Осенью 1971 года Николас был уже юношей. На протяжении восьми лет он приходил в дом Цунетомо раз в две недели. Но однажды в комнате для чайной церемонии он оказался не один. Там была девочка, почти ребенок, и Николас очень удивился, узнав, что она его ровесница.

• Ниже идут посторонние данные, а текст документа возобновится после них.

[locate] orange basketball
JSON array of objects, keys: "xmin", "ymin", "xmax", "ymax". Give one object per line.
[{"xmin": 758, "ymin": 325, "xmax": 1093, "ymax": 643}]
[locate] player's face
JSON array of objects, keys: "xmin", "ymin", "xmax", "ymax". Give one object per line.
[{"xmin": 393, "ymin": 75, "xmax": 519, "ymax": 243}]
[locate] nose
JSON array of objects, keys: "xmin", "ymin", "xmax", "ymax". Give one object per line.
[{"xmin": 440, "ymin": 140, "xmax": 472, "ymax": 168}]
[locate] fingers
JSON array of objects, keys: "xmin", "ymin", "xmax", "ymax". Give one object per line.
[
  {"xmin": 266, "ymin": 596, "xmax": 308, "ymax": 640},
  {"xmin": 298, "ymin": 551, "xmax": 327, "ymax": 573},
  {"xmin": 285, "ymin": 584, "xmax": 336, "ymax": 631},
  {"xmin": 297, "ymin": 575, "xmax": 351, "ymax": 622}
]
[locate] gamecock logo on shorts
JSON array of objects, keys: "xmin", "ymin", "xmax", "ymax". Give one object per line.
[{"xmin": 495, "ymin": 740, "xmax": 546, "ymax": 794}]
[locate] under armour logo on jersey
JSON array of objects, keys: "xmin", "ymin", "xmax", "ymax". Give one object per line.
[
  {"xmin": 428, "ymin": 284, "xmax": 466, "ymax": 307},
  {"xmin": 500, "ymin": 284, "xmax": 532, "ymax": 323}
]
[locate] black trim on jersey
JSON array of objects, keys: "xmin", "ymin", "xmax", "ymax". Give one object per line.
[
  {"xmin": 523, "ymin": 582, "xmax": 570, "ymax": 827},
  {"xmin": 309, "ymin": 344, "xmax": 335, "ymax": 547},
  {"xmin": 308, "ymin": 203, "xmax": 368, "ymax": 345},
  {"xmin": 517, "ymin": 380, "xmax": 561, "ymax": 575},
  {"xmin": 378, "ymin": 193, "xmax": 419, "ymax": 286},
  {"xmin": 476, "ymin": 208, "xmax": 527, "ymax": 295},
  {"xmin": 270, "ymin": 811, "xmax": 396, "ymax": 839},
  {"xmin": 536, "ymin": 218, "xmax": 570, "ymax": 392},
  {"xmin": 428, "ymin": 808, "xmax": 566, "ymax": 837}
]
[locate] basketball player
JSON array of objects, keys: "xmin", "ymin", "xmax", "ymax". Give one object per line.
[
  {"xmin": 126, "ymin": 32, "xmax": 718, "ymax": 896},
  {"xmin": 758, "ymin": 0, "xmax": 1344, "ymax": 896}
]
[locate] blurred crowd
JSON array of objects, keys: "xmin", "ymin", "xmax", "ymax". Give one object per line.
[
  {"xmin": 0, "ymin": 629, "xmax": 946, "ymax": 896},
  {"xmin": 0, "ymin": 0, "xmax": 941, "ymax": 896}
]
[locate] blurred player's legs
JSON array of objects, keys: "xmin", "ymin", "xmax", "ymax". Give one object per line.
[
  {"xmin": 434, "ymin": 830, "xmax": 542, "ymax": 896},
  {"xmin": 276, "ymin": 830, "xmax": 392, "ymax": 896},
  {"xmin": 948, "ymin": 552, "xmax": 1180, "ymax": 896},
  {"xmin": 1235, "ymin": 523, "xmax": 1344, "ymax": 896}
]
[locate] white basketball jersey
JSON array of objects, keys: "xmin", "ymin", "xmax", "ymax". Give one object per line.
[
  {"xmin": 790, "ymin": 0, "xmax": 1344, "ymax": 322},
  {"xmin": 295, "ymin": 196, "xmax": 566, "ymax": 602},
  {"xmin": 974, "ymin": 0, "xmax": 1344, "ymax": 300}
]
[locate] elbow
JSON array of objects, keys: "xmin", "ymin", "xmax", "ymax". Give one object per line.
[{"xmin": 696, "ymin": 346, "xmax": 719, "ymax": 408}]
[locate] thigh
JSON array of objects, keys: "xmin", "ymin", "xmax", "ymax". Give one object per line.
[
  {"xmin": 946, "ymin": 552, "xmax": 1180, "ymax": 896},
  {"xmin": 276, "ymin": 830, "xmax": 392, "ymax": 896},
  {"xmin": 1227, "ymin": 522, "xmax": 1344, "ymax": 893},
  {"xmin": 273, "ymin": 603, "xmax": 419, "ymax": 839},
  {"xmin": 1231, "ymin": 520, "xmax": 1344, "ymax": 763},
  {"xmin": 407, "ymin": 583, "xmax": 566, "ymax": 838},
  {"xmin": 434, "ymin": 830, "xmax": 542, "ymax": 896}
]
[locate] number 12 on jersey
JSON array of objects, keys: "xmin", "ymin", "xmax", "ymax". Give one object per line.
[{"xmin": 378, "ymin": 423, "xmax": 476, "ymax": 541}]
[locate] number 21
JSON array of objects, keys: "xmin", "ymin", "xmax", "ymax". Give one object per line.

До сих пор его опыт общения с девушками сводился к нескольким бурным увлечениям, которые он трагически переживал, так как не умел вызвать ответного чувства, поэтому решил впредь держаться от женщин подальше. Юноше не очень-то понравилось, что Цунетомо пригласил в гости эту девчонку.
— А, вот и ты, Николас. Я хочу познакомить тебя с дочерью моего старого друга. Ее зовут Коуи. — Оябун поднялся с татами. — Мне хотелось, чтобы ты приготовил ей чай. Извини, меня на час вызывают по делам. Постарайся развлечь ее в мое отсутствие.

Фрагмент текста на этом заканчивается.